What happens
King Henry sits alone on a molehill, removing himself from battle and fantasizing about the simple life of a shepherd. Two soldiers enter carrying corpses—a father who has killed his son, then a father carrying his dead son. Henry witnesses the horror of civil war turning kinsmen into killers. Queen Margaret arrives with Prince Edward, urging Henry to flee as Warwick's forces close in.
Why it matters
This scene is the play's moral and emotional center. Henry's opening soliloquy—his wish to be a humble shepherd carving sundials and tending sheep—reveals a man fundamentally unsuited to kingship. His fantasy of pastoral peace is not escapism; it's a recognition that rule itself has become impossible in a world where law and consent have collapsed. The speech is Shakespeare's most direct statement about the costs of civil war: not victory or defeat, but the destruction of the bonds that hold society together. Henry's peace is not peace but paralysis—he cannot act, cannot command, cannot even bear to watch.

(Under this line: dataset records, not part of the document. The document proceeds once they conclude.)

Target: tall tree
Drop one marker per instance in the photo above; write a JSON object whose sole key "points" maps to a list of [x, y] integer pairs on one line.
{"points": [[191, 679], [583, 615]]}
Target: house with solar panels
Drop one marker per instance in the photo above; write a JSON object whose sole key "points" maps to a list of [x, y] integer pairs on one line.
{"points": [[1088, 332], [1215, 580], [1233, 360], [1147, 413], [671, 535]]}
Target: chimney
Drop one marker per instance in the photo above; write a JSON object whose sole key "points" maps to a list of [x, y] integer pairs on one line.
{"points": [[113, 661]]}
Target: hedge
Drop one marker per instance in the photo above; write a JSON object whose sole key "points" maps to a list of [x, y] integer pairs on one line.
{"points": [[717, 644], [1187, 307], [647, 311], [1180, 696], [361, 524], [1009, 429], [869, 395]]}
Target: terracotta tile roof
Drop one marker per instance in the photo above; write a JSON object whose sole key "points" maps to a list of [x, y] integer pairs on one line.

The entrance of the Son carrying his father's corpse, followed immediately by the Father with his dead son, transforms Henry's abstraction into unbearable specificity. These soldiers have not chosen their enemies; they have killed their own blood by accident in the fog of war. Henry's response—weeping, blessing them equally, and prophesying that the war will consume thousands—gives voice to a grief beyond politics. His tears and prayers are the only moral response available to him. By removing himself from command and surrendering to sorrow, Henry becomes the play's conscience. His passivity is not weakness but the only honest reaction to a world in which all action leads to atrocity. Margaret's arrival with her call to flee signals that even this moment of clarity cannot save him.